As bulletins from all agencies blinked one after the other, thoughts of terrorism struck. A reasonable reaction in light of the nearness of Camp David up Route 15 and not far from Emmitsburg. All law enforcement agencies were instantly on alert, thankfully for residents.
Reports of the incident spread like wildfire, even on the networks. A juicy story. Officials in Thurmont deserve credit for curbing any possible panic, which can be understood.
When the ATF team joined the problem everybody could relax a bit. Why? The federal Alcoholic Tobacco and Firearms agency is the best in the world. The investigators are professionals; they know how to work with local police agencies and enhance the search. Remember, the explosion occurred early morning last Wednesday. Neither of the agencies lollygagged or wasted time. By Saturday they had their man, a 22-year-old.
The story goes the alleged perpetrator had a traffic problem with a police officer sometime back. Probably wanted to get even somehow.
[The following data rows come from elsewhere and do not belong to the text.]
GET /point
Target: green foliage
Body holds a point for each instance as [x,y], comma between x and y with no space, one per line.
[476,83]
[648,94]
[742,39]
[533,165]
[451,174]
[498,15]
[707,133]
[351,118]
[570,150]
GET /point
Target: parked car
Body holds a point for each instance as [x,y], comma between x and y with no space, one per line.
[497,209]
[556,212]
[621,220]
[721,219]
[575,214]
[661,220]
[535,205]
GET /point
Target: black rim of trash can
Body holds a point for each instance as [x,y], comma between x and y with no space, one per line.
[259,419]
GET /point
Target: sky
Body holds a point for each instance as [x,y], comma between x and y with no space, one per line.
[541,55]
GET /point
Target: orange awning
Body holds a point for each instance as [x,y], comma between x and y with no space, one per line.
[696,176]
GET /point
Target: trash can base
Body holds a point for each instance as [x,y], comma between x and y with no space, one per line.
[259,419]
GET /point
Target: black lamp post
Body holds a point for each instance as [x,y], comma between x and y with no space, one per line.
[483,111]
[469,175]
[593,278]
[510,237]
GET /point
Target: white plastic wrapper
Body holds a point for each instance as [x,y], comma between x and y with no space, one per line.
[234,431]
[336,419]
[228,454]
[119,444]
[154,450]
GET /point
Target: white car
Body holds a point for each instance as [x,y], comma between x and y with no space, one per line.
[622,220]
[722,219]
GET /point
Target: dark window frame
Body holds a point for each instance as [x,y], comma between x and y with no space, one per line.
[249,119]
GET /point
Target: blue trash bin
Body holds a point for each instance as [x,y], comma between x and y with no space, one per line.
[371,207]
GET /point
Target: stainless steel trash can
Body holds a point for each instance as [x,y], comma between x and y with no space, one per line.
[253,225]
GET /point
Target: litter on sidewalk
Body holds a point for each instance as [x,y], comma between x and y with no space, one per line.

No doubt Thurmont's detectives had their procedures instantly underway and – along with ATF – traced the facts. Voila! Success. Maybe the $5,000 reward had an impact, but a solid guess, it was plain old superb police work.
With great relief, no one, especially the targeted officer, was hurt in any way. There was some incidental damage to the police cruiser and residence.
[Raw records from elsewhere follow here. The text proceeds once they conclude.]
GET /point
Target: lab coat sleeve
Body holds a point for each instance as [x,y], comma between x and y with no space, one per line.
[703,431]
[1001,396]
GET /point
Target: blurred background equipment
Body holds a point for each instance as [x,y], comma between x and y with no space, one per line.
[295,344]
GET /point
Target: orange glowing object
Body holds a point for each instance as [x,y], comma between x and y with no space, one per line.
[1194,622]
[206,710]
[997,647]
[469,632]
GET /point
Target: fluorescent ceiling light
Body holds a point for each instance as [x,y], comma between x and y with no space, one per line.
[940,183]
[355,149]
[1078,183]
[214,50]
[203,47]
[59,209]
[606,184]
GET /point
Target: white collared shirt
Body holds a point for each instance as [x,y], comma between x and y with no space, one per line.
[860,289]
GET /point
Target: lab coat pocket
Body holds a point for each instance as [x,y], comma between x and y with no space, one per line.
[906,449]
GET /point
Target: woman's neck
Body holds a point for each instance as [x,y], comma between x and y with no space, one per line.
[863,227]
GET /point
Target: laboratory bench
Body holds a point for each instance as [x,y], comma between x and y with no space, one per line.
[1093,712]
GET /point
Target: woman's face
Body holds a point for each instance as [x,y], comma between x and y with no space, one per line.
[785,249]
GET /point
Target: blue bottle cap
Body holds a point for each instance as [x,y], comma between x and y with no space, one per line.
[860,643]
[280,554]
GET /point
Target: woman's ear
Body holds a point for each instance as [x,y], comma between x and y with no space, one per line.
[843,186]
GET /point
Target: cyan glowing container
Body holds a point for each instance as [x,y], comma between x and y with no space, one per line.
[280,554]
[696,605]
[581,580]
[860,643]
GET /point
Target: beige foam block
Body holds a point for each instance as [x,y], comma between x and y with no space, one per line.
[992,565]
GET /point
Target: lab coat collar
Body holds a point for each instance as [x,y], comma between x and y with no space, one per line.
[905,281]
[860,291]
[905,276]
Certainly in these days of international and national travail with fatal attacks by machetes, bombs, knives and guns for hateful and ignorant reasons, it's no secret the public gets edgy when unexpected fireworks, gun shots, and armed robberies are reported. This is serious business, not political, and not to be taken lightly.
When copycats or mimickers see others hurt, killed or maimed, everybody must keep their eyes and ears open. This doesn't mean make personal safety an all-day scare. It's not good to know what the protective services are doing all the time. They know what's happening; they have good intelligence and are always watching. The community at large can be secure knowing it is safe. There are no mystics, palm readers, psychics, second sighters, or seers who can tell when the next bit of terrorism will happen.
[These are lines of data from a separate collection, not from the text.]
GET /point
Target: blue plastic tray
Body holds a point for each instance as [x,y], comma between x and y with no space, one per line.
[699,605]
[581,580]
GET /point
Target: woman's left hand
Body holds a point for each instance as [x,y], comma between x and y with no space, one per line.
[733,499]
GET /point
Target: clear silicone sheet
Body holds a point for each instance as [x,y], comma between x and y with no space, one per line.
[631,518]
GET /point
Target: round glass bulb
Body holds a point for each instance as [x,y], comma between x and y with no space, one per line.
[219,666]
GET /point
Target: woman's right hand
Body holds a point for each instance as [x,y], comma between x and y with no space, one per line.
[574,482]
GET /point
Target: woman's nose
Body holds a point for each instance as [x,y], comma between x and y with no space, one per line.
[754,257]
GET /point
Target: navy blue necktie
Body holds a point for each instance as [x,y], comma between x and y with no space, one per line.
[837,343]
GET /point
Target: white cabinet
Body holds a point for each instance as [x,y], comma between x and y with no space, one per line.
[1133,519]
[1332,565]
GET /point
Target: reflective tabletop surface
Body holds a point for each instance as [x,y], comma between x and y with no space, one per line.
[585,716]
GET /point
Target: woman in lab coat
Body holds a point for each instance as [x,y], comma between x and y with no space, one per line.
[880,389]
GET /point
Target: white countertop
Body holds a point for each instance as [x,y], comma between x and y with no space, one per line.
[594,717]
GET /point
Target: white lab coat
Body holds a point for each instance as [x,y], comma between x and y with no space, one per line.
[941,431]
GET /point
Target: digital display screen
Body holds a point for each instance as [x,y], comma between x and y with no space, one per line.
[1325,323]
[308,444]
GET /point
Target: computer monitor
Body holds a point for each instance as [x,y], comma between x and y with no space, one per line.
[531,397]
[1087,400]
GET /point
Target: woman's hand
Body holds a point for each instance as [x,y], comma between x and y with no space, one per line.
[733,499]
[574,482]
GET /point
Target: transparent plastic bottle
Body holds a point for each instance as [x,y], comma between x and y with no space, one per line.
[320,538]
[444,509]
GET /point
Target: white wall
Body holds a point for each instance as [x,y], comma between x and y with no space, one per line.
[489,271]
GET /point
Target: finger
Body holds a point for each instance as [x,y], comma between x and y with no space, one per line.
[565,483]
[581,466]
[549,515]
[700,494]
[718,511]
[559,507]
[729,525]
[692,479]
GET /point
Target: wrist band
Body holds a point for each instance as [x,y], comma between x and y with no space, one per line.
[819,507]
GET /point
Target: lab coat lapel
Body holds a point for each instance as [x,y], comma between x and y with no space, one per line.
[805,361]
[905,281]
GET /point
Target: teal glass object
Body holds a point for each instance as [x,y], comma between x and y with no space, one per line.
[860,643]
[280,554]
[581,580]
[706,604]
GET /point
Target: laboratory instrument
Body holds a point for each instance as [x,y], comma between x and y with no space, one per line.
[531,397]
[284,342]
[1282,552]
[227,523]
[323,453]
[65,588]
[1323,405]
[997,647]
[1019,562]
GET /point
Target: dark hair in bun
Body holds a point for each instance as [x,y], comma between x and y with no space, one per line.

Usually and as is well known by police and sheriffs, criminals – rookies and veterans – generally can be found back to friendly confines 99 percent of the time, unless they want to confront authorities. Not recommended.
Whatever the reason for the Thurmont pipe bombing, some lives will be changed forever and not for the better. In all probability some emotional issues played a major role in the young man charged. If convicted he faces a long prison term. Don't confuse this with local detention/jail time. Prison offers mental health treatment. Prisoners can improve, but becoming institutionalized is the life changer.
Imagine the suffering victims’ face if they survive. No, let's not at this moment. Instead think about the incredible good work of those whose job it is to do the policing job day in and day out.
When it's simple and you are stopped for speeding or running a red light, don't act like you are put upon. Place your hands on the steering wheel, and thank the officer with "You are right." That shocking retort will totally dumbfound and confound him or her so much they will have hand tremors while writing a ticket.